El cineasta, el médico… Correspondía al perfil de los asesinatos de El Cairo, y también al de Claude Poignet. Luc Szpilman había hablado de un hombre de unos treinta años, así que de ninguna manera podría tratarse de Lacombe, quien en la actualidad sería ya anciano. ¿Quién podía ser, entonces? ¿Alguien obsesionado por su obra? ¿Un heredero de su locura?
– … Pero todo queda ya muy lejos, demasiado lejos como para que pueda contarles más cosas. Eso sucedió hace medio siglo, y todo cuanto sucedió allá está fragmentado en mi cabeza. Ahora que sabemos las desgracias causadas por esa mierda del LSD, me digo que tengo suerte de seguir viva.
Sharko vació su copa de champagne y se puso en pie.
– Le agradeceríamos que viera la película íntegramente, por si recordara algún detalle.
Asintió débilmente. Los policías percibían que estaba conmocionada.
– ¿Qué ha hecho Jacques para que, cincuenta años después, se interesen por él?
– Aún no lo sabemos, desgraciadamente, pero estamos investigando esta extraña película.
Una vez visto el film, Judith exhaló un largo suspiro. Encendió un cigarrillo largo con boquilla y expiró una voluta de humo.
– Es su estilo, la manera de filmar, la obsesión por los sentidos, el juego de máscaras, la luz y ese ambiente putrefacto. Traten de ver sus cortometrajes, las crash movies, y lo entenderán.
– Lo haremos. ¿Este film no le sugiere nada más? Los decorados, los rostros de las niñas…
– No, no, lo siento.
Parecía sincera. Sharko extrajo una tarjeta en blanco de su cartera y anotó en ella su nombre y su número de teléfono.
– Por si recuerda algún otro detalle.
Lucie también le entregó su tarjeta.
– No dude en ponerse en contacto con nosotros.
– ¿Jacques está vivo?
Sharko le respondió de inmediato.
– Averiguarlo y dar con él es nuestra prioridad.
35
Al descender del taxi corrieron hacia la estación. El tráfico y el calor seguían siendo infernales. Lucie corría a toda prisa y Sharko la seguía con pasos más pesados pero, con todo, lograba seguirla. No se trataba de detener a un asesino, ni de una persecución o una bomba que hubiera que desactivar, simplemente debían coger el TGV de las 19:32.
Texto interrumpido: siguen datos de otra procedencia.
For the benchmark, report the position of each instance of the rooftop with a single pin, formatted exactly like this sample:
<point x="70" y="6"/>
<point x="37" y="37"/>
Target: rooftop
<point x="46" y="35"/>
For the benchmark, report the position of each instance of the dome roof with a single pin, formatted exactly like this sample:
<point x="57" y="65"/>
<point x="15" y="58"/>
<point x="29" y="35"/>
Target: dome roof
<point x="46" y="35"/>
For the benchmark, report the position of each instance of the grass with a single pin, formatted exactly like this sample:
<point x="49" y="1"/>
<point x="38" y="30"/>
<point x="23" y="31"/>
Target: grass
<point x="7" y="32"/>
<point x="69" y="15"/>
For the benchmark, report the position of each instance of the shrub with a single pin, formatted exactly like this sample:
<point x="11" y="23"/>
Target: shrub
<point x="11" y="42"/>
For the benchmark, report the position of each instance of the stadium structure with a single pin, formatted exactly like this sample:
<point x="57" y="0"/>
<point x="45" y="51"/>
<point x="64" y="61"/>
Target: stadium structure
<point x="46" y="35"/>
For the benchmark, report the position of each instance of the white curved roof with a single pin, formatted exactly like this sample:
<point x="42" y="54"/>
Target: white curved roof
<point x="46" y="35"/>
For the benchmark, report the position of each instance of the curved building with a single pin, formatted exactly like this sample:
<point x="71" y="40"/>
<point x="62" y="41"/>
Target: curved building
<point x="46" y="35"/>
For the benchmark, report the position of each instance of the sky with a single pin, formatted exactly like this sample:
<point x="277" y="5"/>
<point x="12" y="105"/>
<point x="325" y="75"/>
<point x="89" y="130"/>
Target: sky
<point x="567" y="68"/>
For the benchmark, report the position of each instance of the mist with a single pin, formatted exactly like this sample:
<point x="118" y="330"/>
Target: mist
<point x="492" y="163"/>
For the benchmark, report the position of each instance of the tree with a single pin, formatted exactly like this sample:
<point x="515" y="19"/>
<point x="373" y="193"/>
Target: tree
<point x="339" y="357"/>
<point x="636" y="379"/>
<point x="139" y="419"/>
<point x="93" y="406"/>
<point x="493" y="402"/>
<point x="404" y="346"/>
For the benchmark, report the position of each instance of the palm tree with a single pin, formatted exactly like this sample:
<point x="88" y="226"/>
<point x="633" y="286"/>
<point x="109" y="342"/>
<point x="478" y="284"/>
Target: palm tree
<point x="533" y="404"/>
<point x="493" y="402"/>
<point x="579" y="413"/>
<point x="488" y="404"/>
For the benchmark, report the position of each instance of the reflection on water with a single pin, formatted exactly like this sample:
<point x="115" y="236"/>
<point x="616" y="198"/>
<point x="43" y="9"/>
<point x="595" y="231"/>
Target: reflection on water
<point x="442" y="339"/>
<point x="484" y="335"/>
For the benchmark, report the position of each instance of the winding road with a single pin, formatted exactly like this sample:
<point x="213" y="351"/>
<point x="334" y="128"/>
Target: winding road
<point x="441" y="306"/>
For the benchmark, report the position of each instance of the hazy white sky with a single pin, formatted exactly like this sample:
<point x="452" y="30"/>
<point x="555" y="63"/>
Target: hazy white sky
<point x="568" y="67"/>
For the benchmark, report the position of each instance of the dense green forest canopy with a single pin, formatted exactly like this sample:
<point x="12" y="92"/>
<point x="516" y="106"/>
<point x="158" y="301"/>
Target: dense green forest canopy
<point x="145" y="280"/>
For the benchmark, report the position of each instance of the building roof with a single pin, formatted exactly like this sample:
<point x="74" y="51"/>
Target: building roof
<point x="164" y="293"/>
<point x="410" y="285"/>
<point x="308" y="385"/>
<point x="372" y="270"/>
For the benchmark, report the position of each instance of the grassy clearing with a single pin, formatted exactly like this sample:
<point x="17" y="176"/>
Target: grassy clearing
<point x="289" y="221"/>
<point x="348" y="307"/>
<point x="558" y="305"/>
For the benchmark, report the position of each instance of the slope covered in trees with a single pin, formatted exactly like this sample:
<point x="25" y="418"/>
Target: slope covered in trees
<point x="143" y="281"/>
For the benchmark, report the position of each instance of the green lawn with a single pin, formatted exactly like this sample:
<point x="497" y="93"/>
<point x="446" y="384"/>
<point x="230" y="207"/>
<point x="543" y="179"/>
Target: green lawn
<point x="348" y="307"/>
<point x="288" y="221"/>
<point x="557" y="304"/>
Subieron al tren a las 19:31. Diez segundos más tarde, el jefe de andén hacía sonar el silbato. El aire acondicionado inyectado en los vagones permitió que los dos policías recuperaran oxígeno. Jadeantes, se dirigieron de inmediato al vagón bar y pidieron una bebida muy fresca mientras se enjugaban la frente con una servilleta de papel. A Sharko le costaba reponerse.
– Una semana… contigo, Henebelle, y… perderé cinco kilos.
Lucie apuraba su zumo de naranja tragando ruidosamente. Por fin se tomó un respiro y se pasó una mano por la nuca empapada.